By joining the Brings to Light campaign, you’ll receive a weather-resistant votive lantern designed by Salt Tree Art’s collective. You can choose your favorite design or the most inspiring topic for you, whether you want to express your commitment to ocean health, forest conservation, pollinator protection, or art and science unity. Each lantern is a beautiful dedication to your passion for a better world and gives you a place in our growing community of shining supporters!
How to Get Involved
Join the Project!
Order your lantern using the form above (make sure to enter the mailing address where you would like the lanterns sent). After you receive your lantern, participate in any of the calls to action below on the topic you choose. Then use the tags #BringsToLight and @SaltTreeArt to share your engagement over social media and demonstrate your support for creative environmental activism!
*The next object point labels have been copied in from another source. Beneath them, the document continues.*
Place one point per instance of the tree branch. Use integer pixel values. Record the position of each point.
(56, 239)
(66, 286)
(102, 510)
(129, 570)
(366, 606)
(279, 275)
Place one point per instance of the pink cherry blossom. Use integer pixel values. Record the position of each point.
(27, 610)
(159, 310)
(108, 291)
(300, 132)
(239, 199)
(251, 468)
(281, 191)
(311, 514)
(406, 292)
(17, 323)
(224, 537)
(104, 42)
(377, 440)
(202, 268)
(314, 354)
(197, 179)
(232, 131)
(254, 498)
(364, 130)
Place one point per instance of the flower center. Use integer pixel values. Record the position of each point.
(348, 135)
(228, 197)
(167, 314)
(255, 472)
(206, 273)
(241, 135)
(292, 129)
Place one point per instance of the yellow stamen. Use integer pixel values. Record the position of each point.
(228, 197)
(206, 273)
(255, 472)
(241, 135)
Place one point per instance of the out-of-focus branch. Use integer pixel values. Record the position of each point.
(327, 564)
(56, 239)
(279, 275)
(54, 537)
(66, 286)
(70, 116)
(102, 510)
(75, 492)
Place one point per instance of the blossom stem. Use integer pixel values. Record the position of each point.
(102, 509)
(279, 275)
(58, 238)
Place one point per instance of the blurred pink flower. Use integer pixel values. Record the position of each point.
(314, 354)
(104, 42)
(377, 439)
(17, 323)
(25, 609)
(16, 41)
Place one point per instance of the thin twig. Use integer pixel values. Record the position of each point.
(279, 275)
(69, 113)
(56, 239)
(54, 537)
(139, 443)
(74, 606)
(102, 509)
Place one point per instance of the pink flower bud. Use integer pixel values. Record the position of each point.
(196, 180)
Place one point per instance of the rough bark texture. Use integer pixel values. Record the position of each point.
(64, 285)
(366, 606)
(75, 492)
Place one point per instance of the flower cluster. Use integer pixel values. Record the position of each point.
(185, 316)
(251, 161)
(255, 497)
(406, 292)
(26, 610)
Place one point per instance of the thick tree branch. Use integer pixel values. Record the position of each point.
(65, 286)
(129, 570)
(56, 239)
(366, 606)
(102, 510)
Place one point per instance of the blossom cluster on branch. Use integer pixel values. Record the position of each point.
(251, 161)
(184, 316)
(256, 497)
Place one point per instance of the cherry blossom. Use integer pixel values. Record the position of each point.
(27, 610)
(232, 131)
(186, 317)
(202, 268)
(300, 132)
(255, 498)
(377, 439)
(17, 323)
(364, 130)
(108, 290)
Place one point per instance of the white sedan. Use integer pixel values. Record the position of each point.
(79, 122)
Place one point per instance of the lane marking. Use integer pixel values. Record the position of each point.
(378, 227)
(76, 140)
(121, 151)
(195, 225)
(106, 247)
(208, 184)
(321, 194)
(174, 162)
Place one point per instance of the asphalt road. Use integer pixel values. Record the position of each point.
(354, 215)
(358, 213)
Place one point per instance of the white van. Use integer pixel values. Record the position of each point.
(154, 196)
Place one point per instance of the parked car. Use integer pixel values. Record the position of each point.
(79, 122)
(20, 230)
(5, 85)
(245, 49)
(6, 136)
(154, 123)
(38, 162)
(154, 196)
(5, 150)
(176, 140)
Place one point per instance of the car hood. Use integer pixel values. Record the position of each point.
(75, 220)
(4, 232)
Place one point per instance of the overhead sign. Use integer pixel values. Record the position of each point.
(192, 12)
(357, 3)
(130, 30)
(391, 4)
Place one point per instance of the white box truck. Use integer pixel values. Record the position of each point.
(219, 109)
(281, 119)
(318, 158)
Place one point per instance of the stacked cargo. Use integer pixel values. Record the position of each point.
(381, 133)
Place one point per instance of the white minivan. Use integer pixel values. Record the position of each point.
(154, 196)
You’ll also be invited to join us as we collectively light our lanterns during online celebrations throughout the winter.
Explore the project’s details below, and join us by ordering your lantern today! We’re excited to have you as part of this campaign to create a more sustainable and more beautiful world for all living things!
The waves were so big and violent that it was unsafe to go into the water, and yet there was this delicate butterfly flying across the breakers and traveling on without any struggle.
Oceans cover over 70% of the Earth’s surface, creating a home for an amazing diversity of plant and animal life. From plastic pollutants to climate change, human activity has a major impact on these immense ecosystems and their inhabitants. Join us in taking action to preserve ocean health!
Reduce consumption of single-use plastics. Carry a reusable cup, use reusable bags when shopping, and avoid products with excess packaging when possible (or let companies know you want them to reduce their plastic packaging). Most of the plastic waste found in the ocean comes from the fishing industry, but unfortunately there’s no established accountability process for recycling or retrieving fishing nets. However, even household plastics break down into micro-particles that are very common pollutants in our waterways and oceans, ending up in the bodies of the oceans’ creatures.
Conserve water at home. Shut off the faucet while you brush your teeth or shave, minimize watering your lawn (or replace your lawn entirely with low-water landscaping) or washing paved surfaces, and consider ways of soaking up rain to prevent water run-off during storms. The water we use eventually makes its way to the oceans, along with any of the pollutants it collects along the way. By reducing our at-home water consumption and reducing stormwater runoff, we also help to slow the flow of chemicals from our lawns, our buildings, and our roadways, giving more time for natural filtration processes to clean contaminants as water flows towards our waterways.
Assess your carbon footprint using the resource below, and take action to reduce your emissions. Oceans have been a heat sink for the initial global temperature rise from climate change, protecting us from reaching severe temperature extremes, but becoming less inhabitable as a result. Coral reef bleaching, ocean life die-offs, and increasingly volatile hurricane and typhoon storm seasons can all be linked back to the carbon emissions fueling the climate crisis.
The story of the gingko tree is one of resiliency. The tree evolved in the time of dinosaurs, and yet still continues to thrive. The gingko has stayed true to its original form while always staying adaptable to dramatic changes.
Trees are vital to our survival – they capture carbon from the atmosphere, they filter air and water, and they create an incredible renewable resource for us when harvested sustainably. They also provide habitat for an extraordinary range of life while helping to build and stabilize healthy soil. Join us in taking action to conserve our global forests!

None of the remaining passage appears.